今日のつぶやきのビジュアルは、まだまだ好評発売中の最新号『昭和40年男』の vol.74から引っ張ってきた。連載特集『夢、あふれていた俺たちの時代』で取り上げた、村木賢吉さんのビッグヒット「おやじの海」の記事だ。46歳の新人歌手はこの曲で100万枚を超えるセールスを記録した。昭和54年 のことだった。

 

今のガキどもが演歌を聴く機会はほとんどないだろう。それどころか、好みのモノだけを狙い撃ちで聴くスタイルがすっかり定着している。俺たちがガキの頃は、パーソナルで楽しめるハードを持つ者は一部の金持ちだけだったから、情報源は家族共用のテレビを中心としていた。作り手は家族全員が楽しめるように工夫して、歌謡番組では演歌を聴かされるわけだ。
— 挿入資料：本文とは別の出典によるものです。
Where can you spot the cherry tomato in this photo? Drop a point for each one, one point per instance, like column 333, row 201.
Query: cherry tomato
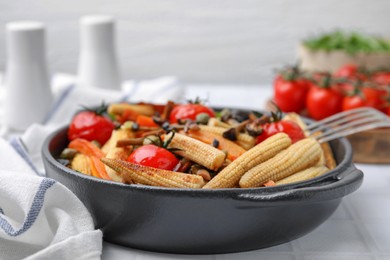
column 323, row 102
column 293, row 130
column 290, row 95
column 189, row 111
column 153, row 156
column 90, row 126
column 381, row 78
column 352, row 102
column 375, row 98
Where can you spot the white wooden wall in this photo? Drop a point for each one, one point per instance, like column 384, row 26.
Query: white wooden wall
column 202, row 41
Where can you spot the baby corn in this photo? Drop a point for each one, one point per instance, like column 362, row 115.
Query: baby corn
column 298, row 156
column 197, row 151
column 218, row 123
column 114, row 152
column 303, row 175
column 153, row 176
column 244, row 140
column 231, row 174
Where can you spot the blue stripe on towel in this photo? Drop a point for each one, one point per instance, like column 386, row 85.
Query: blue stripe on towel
column 162, row 90
column 17, row 144
column 33, row 212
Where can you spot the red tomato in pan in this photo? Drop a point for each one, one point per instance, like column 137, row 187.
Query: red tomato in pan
column 90, row 126
column 352, row 102
column 322, row 102
column 153, row 156
column 381, row 78
column 293, row 130
column 290, row 95
column 189, row 111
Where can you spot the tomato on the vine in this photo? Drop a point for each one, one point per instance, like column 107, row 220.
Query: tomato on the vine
column 350, row 71
column 374, row 98
column 352, row 102
column 189, row 111
column 292, row 129
column 381, row 78
column 290, row 94
column 153, row 156
column 323, row 100
column 90, row 126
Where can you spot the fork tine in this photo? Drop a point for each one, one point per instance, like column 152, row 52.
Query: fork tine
column 342, row 120
column 336, row 135
column 348, row 122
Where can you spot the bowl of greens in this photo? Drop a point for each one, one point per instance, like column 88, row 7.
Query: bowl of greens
column 330, row 51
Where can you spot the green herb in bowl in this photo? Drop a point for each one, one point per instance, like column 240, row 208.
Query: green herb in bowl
column 350, row 42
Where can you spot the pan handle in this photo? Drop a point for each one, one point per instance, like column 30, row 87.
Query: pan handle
column 335, row 186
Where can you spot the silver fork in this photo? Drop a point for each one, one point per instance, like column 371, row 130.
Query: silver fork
column 347, row 123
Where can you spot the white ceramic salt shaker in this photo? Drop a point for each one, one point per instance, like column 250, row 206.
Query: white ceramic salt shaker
column 98, row 66
column 28, row 97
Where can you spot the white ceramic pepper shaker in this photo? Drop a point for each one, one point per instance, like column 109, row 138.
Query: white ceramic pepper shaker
column 28, row 97
column 98, row 66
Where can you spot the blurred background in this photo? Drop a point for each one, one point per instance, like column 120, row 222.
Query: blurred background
column 220, row 41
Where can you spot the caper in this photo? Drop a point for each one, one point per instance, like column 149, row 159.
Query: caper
column 202, row 118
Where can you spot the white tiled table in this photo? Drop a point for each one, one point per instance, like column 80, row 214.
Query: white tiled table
column 358, row 230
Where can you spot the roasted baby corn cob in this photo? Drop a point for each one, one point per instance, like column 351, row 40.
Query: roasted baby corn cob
column 305, row 174
column 218, row 123
column 114, row 152
column 327, row 157
column 230, row 176
column 153, row 176
column 197, row 151
column 80, row 163
column 300, row 155
column 244, row 140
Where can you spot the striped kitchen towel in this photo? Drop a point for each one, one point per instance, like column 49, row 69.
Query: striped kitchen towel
column 39, row 217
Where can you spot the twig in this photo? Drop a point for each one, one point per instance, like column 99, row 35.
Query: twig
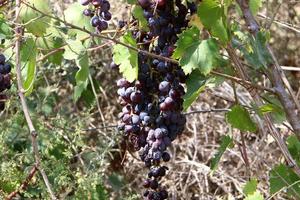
column 283, row 24
column 102, row 36
column 242, row 81
column 207, row 111
column 33, row 133
column 273, row 131
column 274, row 73
column 97, row 100
column 24, row 185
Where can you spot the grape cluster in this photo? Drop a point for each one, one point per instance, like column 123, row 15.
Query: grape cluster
column 152, row 117
column 5, row 83
column 99, row 13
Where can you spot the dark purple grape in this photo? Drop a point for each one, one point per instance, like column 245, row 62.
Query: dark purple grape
column 123, row 83
column 163, row 194
column 135, row 119
column 2, row 69
column 164, row 86
column 85, row 2
column 121, row 24
column 166, row 156
column 97, row 3
column 154, row 184
column 95, row 21
column 146, row 183
column 105, row 6
column 106, row 16
column 88, row 13
column 136, row 97
column 144, row 3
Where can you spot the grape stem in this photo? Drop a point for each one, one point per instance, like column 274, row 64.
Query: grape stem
column 33, row 132
column 238, row 80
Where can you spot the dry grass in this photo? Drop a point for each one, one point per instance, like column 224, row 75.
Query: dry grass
column 190, row 176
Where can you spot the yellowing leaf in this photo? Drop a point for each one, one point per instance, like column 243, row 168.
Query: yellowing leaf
column 35, row 22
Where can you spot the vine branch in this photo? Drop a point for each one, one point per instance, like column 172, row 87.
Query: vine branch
column 24, row 185
column 274, row 72
column 32, row 130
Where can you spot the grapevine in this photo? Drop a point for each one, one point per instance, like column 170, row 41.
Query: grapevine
column 152, row 114
column 5, row 83
column 99, row 13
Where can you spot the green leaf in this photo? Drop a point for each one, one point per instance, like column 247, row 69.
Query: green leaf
column 83, row 73
column 274, row 108
column 219, row 31
column 210, row 11
column 255, row 196
column 48, row 44
column 28, row 62
column 195, row 83
column 185, row 40
column 5, row 30
column 239, row 118
column 294, row 147
column 138, row 13
column 35, row 23
column 73, row 15
column 256, row 53
column 226, row 142
column 127, row 58
column 73, row 49
column 250, row 187
column 201, row 55
column 211, row 14
column 79, row 89
column 282, row 176
column 255, row 5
なんだかおやじくさい世界は大好きってことにはならなかったが、内心悪くないと思って聴いていたのが多くの同世代男子ではあるまいか? 教室で「おやじの海」が大好きなんだと告ると、女の子にそっぽを向かれそうで言えなかったけど、本当は演歌の中に大好きな曲がたくさんあった。教室では言えなかったけど、弟とは五木っていいよねと共有していた。

 

山本譲二さんの「みちのくひとり旅」なんか、多くの昭和40年男が歌詞まで覚えてるだろう。余談だが『ザ・ベストテン』で披露したふんどし姿が忘れられない。そしてあの頃のヒット曲ってのは、歌詞が胸に入っていて離れない。当時の歌詞に力があったというのはあるかもしれないが、10代とはそんなものだと思う。多感な頃に飛び込んできた歌詞に、心をゆだねるのは今も昔も変わらない。ただ、大きく変わったのは無駄文化である。

 

僕は将来、無駄文化研究家として生きていこうと思っている (笑) 。「無駄は無駄じゃなく、実は有意義な存在だ」がその定義の中心だ。まっ、同世代諸氏なら誰でもみなさん研究家になれるってくらい、無駄は俺たちの成長のエネルギーでしたな。『ザ・ベストテン』を夢中で観ているところに混じってくる演歌は、慣れるまではいい曲だと思えないから無駄にしか思えない。が、今日の「おやじの海」しかり、長いことランクインされていると段々とそのよさがわかってくる。こうして感情のキャパシティが増やせることこそが、無駄の有効成分だと僕は常々主張している。書店だってそうだ。行けば何冊もの本を手に取って、パラパラとして眺めることで、買わなくとも知識になって自分にこべりつく。想定外の意外な一冊に出会えるかもしれない。わざわざ出かけて、無駄な時間と言うなかれ。書店は活字のワンダーランドなのだ。

 

『昭和40年男』で演歌特集をやりたいのだが、ちょっぴり勇気がない自分もいる。通常版ではなく、一冊まるごとのCD付き特別編集ならありかなとも思っているのだが、いかがでしょうか? 『昭和40年男』特別編集でズバリ「俺たちの演歌」だ。表紙はやはり、山本譲二さんかな。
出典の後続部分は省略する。